Following the Great East Japan Earthquake, Mr. Sato visited shelters together with dancers and served as a volunteer for teaching exercises. Before long, however, he began to sense that something was wrong. "I felt uncomfortable with the rigid relationship between supporters and victims. Following the disaster, masses of volunteers poured into the region to offer their condolences and support. This had the opposite effect, however, leading to 'support fatigue' as local residents became exhausted by the influx of supporters. It prompted some survivors to stand up on their own. So I thought again and realized that unless we did something together we were merely troubling them."
He reached the conclusion that traditional performing arts are an activity in which community residents can play a leading role.
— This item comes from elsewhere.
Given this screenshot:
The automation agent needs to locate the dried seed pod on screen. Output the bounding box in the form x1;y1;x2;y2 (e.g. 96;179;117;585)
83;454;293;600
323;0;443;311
Furthermore, he realized that Sanriku's traditional performing arts are somewhat similar to Balinese dance, which led to the exchange program with Asia in 2014.
"Local residents learned the choreography of traditional performing arts while playing as children. So these dances come naturally for them, but they are in fact quite difficult even for professional dancers. In performing arts, the human body moves to express the grand concept of a devotion to the gods and exorcising evil spirits. Even today, things inherited from generation to generation are being passed down. I have great trust in this process. A single movement in performing arts is filled with a variety of meanings. I believe the relationship of mutually learning and teaching represents a deep exchange that conveys one culture."
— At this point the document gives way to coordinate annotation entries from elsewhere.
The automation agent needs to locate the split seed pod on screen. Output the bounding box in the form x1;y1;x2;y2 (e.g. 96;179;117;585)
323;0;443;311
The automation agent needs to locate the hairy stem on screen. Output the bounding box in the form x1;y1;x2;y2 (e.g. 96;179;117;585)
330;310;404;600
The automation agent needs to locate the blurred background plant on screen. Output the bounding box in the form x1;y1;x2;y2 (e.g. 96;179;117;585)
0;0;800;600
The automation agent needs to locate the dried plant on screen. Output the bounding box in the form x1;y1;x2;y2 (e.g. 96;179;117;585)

After the earthquake, a U.S.-based artist visited Otsuchi Town in 2012 and 2013 as a volunteer for scooping mud. So impressed by the festival during the stay, the artist took up learning performing arts. It is not only the learners who benefit. Those on the teaching side are also positively affected because questions learners ask about movements serve as valuable feedback to reevaluate their own sometimes vague instructions.
This circle of exchange has gradually widened. In November 2018, the Sanriku International Arts Committee was established by local governments and private organizations in Aomori and Iwate prefectures (with the participation of 16 local governments and four private organizations as of December 2019). Mr. Sato says he was also surprised to see so many people had a strong affinity for performing arts in Sanriku. The Committee also dispatches young people who perform Sanriku traditional performing arts and scholars from Japan to Southeast Asia even in times when the performing arts festival is not held (supported by the Japan Foundation Asia Center). Besides exchanges through traditional performing arts, the Committee shares lessons learned from disasters with other countries in Asia, where there are many natural disasters; undertakes investigative research on the role of local performing arts in reconstruction and the preservation of local performing arts in disaster areas; and promotes initiatives that can be used in disaster prevention.
Members and alumni of high school traditional performing arts clubs from Miyagi and Iwate prefectures visit Bali to deepen exchanges with Barong dancers. (March 2018)
Nine years have passed since the earthquake, and reconstruction in the disaster region is moving ahead. So what is needed now?
"Work is under way for elevating the ground level dozens of meters in Rikuzentakata and Ofunato and land readjustments have also progressed. But we have no idea how many people will actually return. I think we need to bring back people first. Now is the time we must undertake reconstruction through culture. People connected with culture should visit the disaster area because we must harness the powers of cultural arts," says Mr. Sato.